Jakarta (Antara News) - Pemilihan Presiden kali ini menjadi sangat menarik bukan hanya karena tajamnya perseteruan antara kedua kubu Capres-Cawapres yang ada melainkan juga karena pola pemikiran yang mereka cuatkan.  

          Pemikiran-pemikiran pasangan Prabowo-Hatta menjadi dianggap sebagian orang hanya sebagai retorika dan mimpi-mimpi besar belaka karena beliau berdua dianggap "gagal" menjelaskan detail dari pemikiran-pemikiran yang mereka sampaikan.

         Sebaliknya, sebagian orang lain beranggapan pemikiran-pemikiran pasangan Jokowi-JK sangat terasa hanya bersifat "populis" belaka tanpa adanya kelogisan dari apa yang disampaikan.
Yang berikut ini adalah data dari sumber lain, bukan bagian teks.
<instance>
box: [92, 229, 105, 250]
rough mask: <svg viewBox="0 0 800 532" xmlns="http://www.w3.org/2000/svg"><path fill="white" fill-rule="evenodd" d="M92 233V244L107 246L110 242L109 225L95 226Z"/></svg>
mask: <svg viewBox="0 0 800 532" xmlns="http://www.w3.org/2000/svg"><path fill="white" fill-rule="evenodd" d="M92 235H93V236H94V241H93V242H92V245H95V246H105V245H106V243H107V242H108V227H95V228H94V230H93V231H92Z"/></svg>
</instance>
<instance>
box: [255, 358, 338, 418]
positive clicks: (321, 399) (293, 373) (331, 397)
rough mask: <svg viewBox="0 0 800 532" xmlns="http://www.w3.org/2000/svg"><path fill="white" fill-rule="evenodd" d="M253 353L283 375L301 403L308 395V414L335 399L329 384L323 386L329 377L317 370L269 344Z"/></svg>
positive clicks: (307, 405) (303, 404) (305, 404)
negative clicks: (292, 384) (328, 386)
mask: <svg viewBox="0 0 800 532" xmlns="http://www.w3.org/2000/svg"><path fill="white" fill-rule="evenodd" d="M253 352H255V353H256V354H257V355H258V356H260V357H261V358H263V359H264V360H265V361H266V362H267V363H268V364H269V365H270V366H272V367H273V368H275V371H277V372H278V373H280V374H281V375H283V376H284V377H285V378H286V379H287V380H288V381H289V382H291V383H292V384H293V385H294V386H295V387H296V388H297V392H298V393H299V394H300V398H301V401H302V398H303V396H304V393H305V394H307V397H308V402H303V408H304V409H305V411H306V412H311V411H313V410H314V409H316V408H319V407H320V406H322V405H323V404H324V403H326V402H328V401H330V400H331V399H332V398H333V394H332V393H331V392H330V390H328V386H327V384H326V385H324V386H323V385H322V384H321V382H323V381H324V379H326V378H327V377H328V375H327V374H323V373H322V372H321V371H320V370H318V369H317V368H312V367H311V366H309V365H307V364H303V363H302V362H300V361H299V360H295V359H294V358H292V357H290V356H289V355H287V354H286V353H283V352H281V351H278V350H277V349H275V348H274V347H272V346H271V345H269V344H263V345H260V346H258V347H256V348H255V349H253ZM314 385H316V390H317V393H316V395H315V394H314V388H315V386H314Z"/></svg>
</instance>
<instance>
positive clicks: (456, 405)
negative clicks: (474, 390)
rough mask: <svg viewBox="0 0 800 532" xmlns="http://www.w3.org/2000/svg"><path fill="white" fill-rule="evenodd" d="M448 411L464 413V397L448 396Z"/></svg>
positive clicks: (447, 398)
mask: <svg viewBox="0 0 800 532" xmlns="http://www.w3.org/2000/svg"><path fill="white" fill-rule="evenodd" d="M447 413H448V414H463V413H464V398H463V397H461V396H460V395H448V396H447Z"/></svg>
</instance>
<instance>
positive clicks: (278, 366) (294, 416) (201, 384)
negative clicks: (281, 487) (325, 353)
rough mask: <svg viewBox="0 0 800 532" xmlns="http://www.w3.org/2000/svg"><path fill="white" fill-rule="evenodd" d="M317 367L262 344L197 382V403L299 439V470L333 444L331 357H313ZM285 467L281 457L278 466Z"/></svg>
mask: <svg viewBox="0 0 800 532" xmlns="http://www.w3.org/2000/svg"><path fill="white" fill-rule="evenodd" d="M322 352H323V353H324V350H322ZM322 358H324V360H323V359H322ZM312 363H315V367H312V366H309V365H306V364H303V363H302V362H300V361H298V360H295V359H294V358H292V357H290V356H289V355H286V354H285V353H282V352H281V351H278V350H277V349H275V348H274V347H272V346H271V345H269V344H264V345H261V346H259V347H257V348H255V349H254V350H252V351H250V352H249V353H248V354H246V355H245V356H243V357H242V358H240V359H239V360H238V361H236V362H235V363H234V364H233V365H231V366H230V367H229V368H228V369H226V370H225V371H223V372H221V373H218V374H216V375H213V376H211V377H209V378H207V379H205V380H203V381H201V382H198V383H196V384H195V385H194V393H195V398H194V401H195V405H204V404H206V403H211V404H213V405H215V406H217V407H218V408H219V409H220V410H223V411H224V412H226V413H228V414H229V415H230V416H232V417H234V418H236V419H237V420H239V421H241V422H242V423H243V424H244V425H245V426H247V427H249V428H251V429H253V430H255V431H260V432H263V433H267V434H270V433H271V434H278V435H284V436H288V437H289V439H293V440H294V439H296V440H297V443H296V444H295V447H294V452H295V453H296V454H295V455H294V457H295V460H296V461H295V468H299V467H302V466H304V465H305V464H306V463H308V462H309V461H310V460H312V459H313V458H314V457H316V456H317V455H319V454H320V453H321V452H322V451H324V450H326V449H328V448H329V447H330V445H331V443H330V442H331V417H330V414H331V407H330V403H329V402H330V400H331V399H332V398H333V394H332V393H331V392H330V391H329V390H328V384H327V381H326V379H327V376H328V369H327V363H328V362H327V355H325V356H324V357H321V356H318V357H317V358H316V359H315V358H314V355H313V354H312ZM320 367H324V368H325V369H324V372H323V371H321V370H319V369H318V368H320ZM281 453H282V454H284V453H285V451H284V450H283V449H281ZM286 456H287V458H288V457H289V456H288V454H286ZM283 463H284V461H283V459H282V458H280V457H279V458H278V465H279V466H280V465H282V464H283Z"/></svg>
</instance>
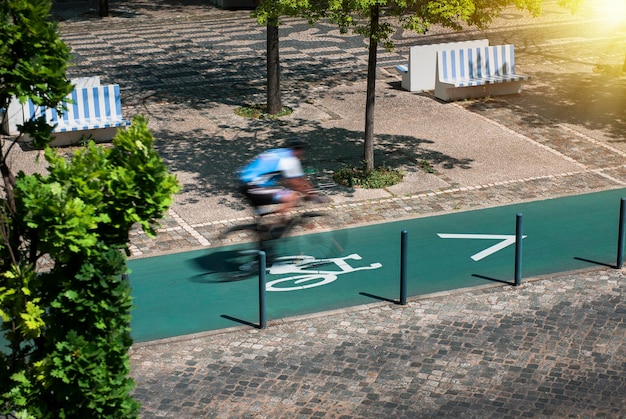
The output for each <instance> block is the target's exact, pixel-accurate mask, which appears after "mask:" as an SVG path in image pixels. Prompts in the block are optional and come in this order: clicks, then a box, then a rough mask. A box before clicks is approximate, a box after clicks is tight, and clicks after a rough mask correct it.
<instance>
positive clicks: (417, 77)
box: [396, 39, 489, 92]
mask: <svg viewBox="0 0 626 419" xmlns="http://www.w3.org/2000/svg"><path fill="white" fill-rule="evenodd" d="M486 46H489V40H488V39H476V40H473V41H460V42H448V43H443V44H430V45H416V46H413V47H410V48H409V62H408V63H407V64H406V65H398V66H396V70H398V72H400V74H402V88H403V89H405V90H408V91H409V92H423V91H425V90H434V89H435V78H436V75H437V52H438V51H444V50H450V49H459V48H475V47H486Z"/></svg>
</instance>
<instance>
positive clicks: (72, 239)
mask: <svg viewBox="0 0 626 419" xmlns="http://www.w3.org/2000/svg"><path fill="white" fill-rule="evenodd" d="M49 10H50V2H49V0H3V1H2V2H0V107H4V108H7V106H8V103H9V101H10V100H11V98H12V97H16V98H18V99H19V100H20V101H22V102H23V101H25V100H27V99H30V100H32V101H33V102H34V103H36V104H42V105H45V106H48V107H55V108H57V109H61V110H62V108H63V98H64V97H65V96H66V95H67V94H68V93H69V92H70V91H71V90H72V86H71V85H70V83H69V82H68V81H67V79H66V76H65V69H66V65H67V60H68V59H69V48H68V47H67V46H66V45H65V44H64V43H63V42H62V41H61V40H60V39H59V38H58V35H57V34H56V26H55V24H54V23H52V22H51V21H49V20H48V14H49ZM20 131H21V132H28V133H29V134H30V135H31V136H33V137H34V138H35V139H36V142H35V144H36V145H40V146H45V144H46V143H47V142H49V140H50V131H51V127H49V126H47V124H45V122H44V121H42V120H40V121H37V122H35V123H33V124H30V125H29V124H26V126H23V127H20ZM16 141H17V139H12V140H11V141H7V142H6V144H2V147H0V171H1V173H2V180H3V182H2V189H3V190H2V193H1V194H0V320H1V325H0V330H2V335H3V336H2V338H0V415H2V414H5V415H11V416H14V417H18V418H37V419H39V418H77V417H80V418H85V417H112V418H132V417H137V415H138V409H139V405H138V403H137V402H136V401H135V400H134V399H133V398H132V397H131V396H130V391H131V390H132V388H133V386H134V383H133V381H132V379H131V378H130V377H129V376H128V374H129V359H128V354H127V352H128V349H129V348H130V345H131V342H132V340H131V337H130V311H131V306H132V302H131V297H130V287H129V284H128V281H127V280H125V279H124V278H125V277H126V275H125V274H126V256H125V254H124V251H126V250H127V249H126V246H127V243H128V235H129V231H130V229H131V228H132V226H134V225H140V226H141V227H142V228H143V229H144V230H145V231H146V232H147V233H148V234H149V235H153V234H154V225H155V223H156V220H157V219H159V218H161V217H162V216H163V214H164V213H165V211H166V210H167V208H168V207H169V205H170V204H171V202H172V195H173V194H174V193H175V192H176V191H177V190H178V184H177V181H176V179H175V177H174V176H172V175H171V174H169V173H168V172H167V168H166V167H165V165H164V163H163V161H162V159H161V158H160V157H159V156H158V154H157V153H156V151H155V150H154V147H153V141H154V139H153V136H152V134H151V133H150V132H149V130H148V128H147V121H146V120H145V119H144V118H142V117H139V116H137V117H135V118H133V121H132V124H131V126H130V127H128V128H127V129H126V130H120V131H118V133H117V135H116V136H115V138H114V139H113V146H112V147H103V146H97V145H95V144H94V143H93V142H90V143H88V144H87V146H86V147H84V148H81V149H79V150H78V151H75V152H74V153H73V154H72V155H71V157H68V158H66V157H64V156H61V155H60V154H58V153H57V152H56V151H55V150H54V149H51V148H49V147H45V159H46V161H47V163H48V173H47V174H46V175H40V174H34V175H27V174H24V173H18V174H17V175H15V174H14V173H13V172H12V170H11V167H10V166H9V163H8V155H9V153H10V150H11V149H12V146H13V145H14V144H15V142H16Z"/></svg>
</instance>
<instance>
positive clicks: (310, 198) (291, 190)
mask: <svg viewBox="0 0 626 419" xmlns="http://www.w3.org/2000/svg"><path fill="white" fill-rule="evenodd" d="M305 148H306V143H305V142H304V141H302V140H300V139H297V138H290V139H288V140H286V141H285V145H284V147H283V148H277V149H272V150H267V151H265V152H263V153H261V154H259V155H258V156H256V157H255V158H254V159H253V160H252V161H251V162H250V163H248V164H247V165H246V166H244V167H242V168H241V169H239V171H238V175H239V179H240V180H241V182H242V183H243V185H242V192H243V193H244V194H245V195H246V197H247V198H248V199H249V200H250V202H251V203H252V205H253V206H254V207H255V211H256V212H257V213H258V214H263V213H266V212H264V211H263V210H262V209H260V208H259V207H263V206H266V205H272V204H277V207H276V209H275V210H272V211H268V212H276V213H278V214H280V215H282V223H286V222H287V217H286V213H287V212H288V211H290V210H291V209H293V208H294V207H295V206H296V205H297V204H298V201H299V200H300V198H301V197H304V199H318V200H320V201H321V200H322V199H321V198H320V197H319V195H317V194H316V193H315V190H314V188H313V185H312V184H311V182H309V180H308V179H307V178H306V177H305V176H304V171H303V170H302V163H301V162H300V160H301V159H302V157H303V155H304V151H305Z"/></svg>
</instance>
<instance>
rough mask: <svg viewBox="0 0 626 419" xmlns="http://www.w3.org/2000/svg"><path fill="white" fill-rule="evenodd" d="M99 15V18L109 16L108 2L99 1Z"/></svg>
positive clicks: (106, 16)
mask: <svg viewBox="0 0 626 419" xmlns="http://www.w3.org/2000/svg"><path fill="white" fill-rule="evenodd" d="M99 6H100V7H99V9H100V10H99V15H100V17H108V16H109V0H100V1H99Z"/></svg>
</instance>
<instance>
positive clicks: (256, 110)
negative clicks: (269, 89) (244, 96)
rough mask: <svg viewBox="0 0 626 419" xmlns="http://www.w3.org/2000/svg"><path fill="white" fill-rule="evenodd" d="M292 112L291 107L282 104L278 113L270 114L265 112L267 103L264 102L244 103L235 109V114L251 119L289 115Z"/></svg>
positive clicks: (260, 118)
mask: <svg viewBox="0 0 626 419" xmlns="http://www.w3.org/2000/svg"><path fill="white" fill-rule="evenodd" d="M292 113H293V109H291V108H290V107H288V106H283V108H282V110H281V111H280V112H279V113H277V114H270V113H267V105H265V104H263V105H261V104H256V105H245V106H240V107H239V108H237V109H235V115H237V116H241V117H242V118H251V119H278V118H280V117H281V116H287V115H291V114H292Z"/></svg>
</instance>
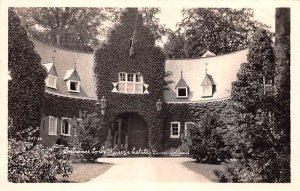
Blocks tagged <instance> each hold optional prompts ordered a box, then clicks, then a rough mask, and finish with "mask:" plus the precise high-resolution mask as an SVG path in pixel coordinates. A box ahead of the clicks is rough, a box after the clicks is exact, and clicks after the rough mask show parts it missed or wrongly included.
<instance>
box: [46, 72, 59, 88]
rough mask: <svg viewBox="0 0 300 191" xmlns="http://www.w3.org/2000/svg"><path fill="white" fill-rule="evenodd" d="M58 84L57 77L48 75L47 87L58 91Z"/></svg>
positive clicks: (51, 75) (46, 79)
mask: <svg viewBox="0 0 300 191" xmlns="http://www.w3.org/2000/svg"><path fill="white" fill-rule="evenodd" d="M56 82H57V77H56V76H52V75H48V76H47V78H46V86H47V87H49V88H54V89H56Z"/></svg>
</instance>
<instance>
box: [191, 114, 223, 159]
mask: <svg viewBox="0 0 300 191" xmlns="http://www.w3.org/2000/svg"><path fill="white" fill-rule="evenodd" d="M189 142H190V146H189V149H190V154H191V156H192V158H194V159H196V161H197V162H205V163H214V164H215V163H220V162H222V161H225V160H226V159H227V158H228V157H229V156H228V155H229V154H228V152H227V150H226V147H225V145H224V142H223V140H222V129H221V123H220V120H219V119H218V116H217V115H213V114H206V116H205V117H203V118H202V120H201V121H200V123H199V124H198V125H197V126H194V127H193V128H191V130H190V141H188V143H189Z"/></svg>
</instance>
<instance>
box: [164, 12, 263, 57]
mask: <svg viewBox="0 0 300 191" xmlns="http://www.w3.org/2000/svg"><path fill="white" fill-rule="evenodd" d="M182 13H183V16H184V18H183V20H182V22H180V23H179V29H178V30H177V31H175V32H173V35H170V36H169V39H168V41H167V43H166V45H165V46H164V47H165V51H166V53H167V56H169V57H198V56H201V55H202V54H203V53H204V51H206V50H210V51H211V52H214V53H215V54H225V53H228V52H232V51H236V50H241V49H244V48H246V47H247V46H248V45H249V42H250V40H251V36H252V34H253V32H254V31H255V29H256V28H257V27H262V26H264V27H266V26H265V25H263V24H262V23H260V22H258V21H256V20H254V19H253V11H252V10H251V9H230V8H193V9H183V10H182ZM180 49H181V50H184V51H182V52H181V54H179V55H178V52H179V51H180ZM173 52H174V53H173Z"/></svg>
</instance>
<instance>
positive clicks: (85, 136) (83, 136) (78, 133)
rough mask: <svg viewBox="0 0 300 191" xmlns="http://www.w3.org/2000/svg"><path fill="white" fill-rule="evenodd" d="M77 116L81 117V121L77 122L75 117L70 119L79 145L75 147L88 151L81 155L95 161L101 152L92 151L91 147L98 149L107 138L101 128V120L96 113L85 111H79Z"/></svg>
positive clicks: (95, 150)
mask: <svg viewBox="0 0 300 191" xmlns="http://www.w3.org/2000/svg"><path fill="white" fill-rule="evenodd" d="M79 118H80V119H82V121H80V122H78V121H77V120H76V119H73V120H72V126H73V127H75V128H76V134H77V138H78V141H79V145H80V148H76V149H81V150H83V151H90V153H84V154H83V156H84V158H85V159H86V160H87V161H95V160H96V159H97V158H99V157H101V156H102V155H103V153H100V152H95V153H93V152H92V151H93V149H94V150H95V151H99V150H100V149H101V147H103V146H104V143H105V141H106V138H107V137H106V133H105V132H104V130H103V120H102V118H100V117H99V116H98V114H97V113H90V114H88V113H87V112H86V111H85V112H80V113H79ZM73 146H74V145H73Z"/></svg>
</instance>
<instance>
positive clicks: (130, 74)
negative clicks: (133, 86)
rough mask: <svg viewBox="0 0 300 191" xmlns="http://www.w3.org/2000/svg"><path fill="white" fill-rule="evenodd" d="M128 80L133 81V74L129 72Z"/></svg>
mask: <svg viewBox="0 0 300 191" xmlns="http://www.w3.org/2000/svg"><path fill="white" fill-rule="evenodd" d="M127 81H128V82H133V74H127Z"/></svg>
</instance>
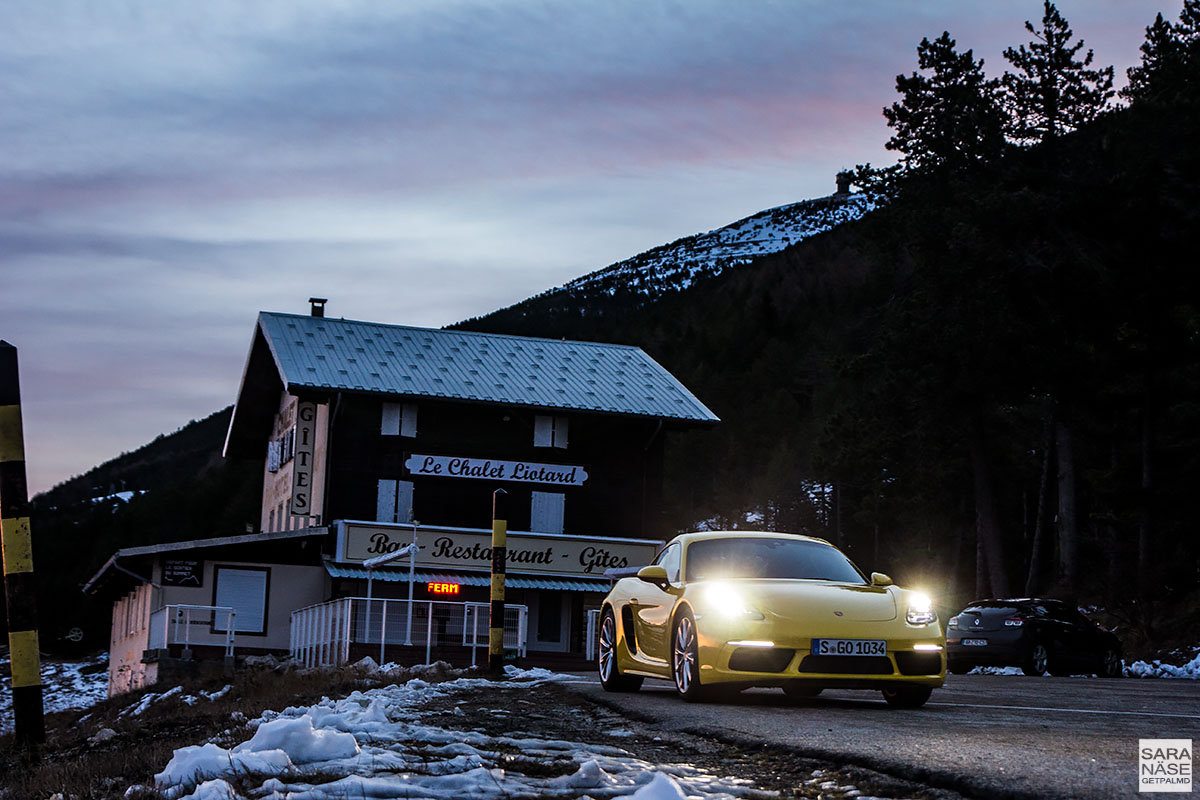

         Terlepas dari perseteruan yang semakin tajam dan sudah mulai saling "merobek baju di dada", maka pada akhir dari masa kampanye ini kiranya diperlukan suatu kedewasaan berfikir yang objektif dan berguna bagi pencerahan bangsa ini ke depan.

         Semua pihak harus sadar untuk mengantarkan bangsa ini bisa segera keluar dari pola-pola demokrasi yang bersifat primordial dan rasis. Kita semua harus mau untuk berkaca dan jujur mengakui berbagai kekurangan dan kesalahan kita masing-masing selama ini; karena sejatinya sejarah sudah mencatat bahwa tidak ada satu pihak pun yang benar-benar bersih dan luput dari kesalahan.

         Kita semua juga harus sadar tentang berbagai kekuatan eksternal yang tidak menginginkan bangsa ini menjadi segera maju.

         Mencermati berbagai dinamika yang sedang terjadi selama masa kampanye ini, maka beberapa hal berikut ini barangkali menarik dan baik untuk kita renungkan bersama:

1. Hakikat Slogan

         Di antara sekian banyak slogan pergerakan yang diajukan masing-masing kubu, maka slogan "Revolusi Mental" yang diusung oleh Jokowi-JK terasa menjadi "hambar" dibandingkan dengan  slogan "Restorasi Indonesia" yang telah diluncurkan oleh Partai Nasdem sejak 4-5 tahun yang lalu.

         Meskipun suatu proses "revolusi" mental adalah diperlukan untuk melakukan suatu proses Restorasi Indonesia namun hakikat "revolusi-mental" tersebut menjadi sangat kecil artinya dibandingkan dengan hakikat "Restorasi Indonesia" yang sudah digaungkan selama ini ioleh Partai Nasdem.

         Atas hal ini, maka dapat dikatakan kubu Jokowi-JK "gagal" berfikir lebih tajam untuk menemukan slogan gerakan yang lebih baik dari slogan salah satu partai yang menjadi koalisinya sendiri.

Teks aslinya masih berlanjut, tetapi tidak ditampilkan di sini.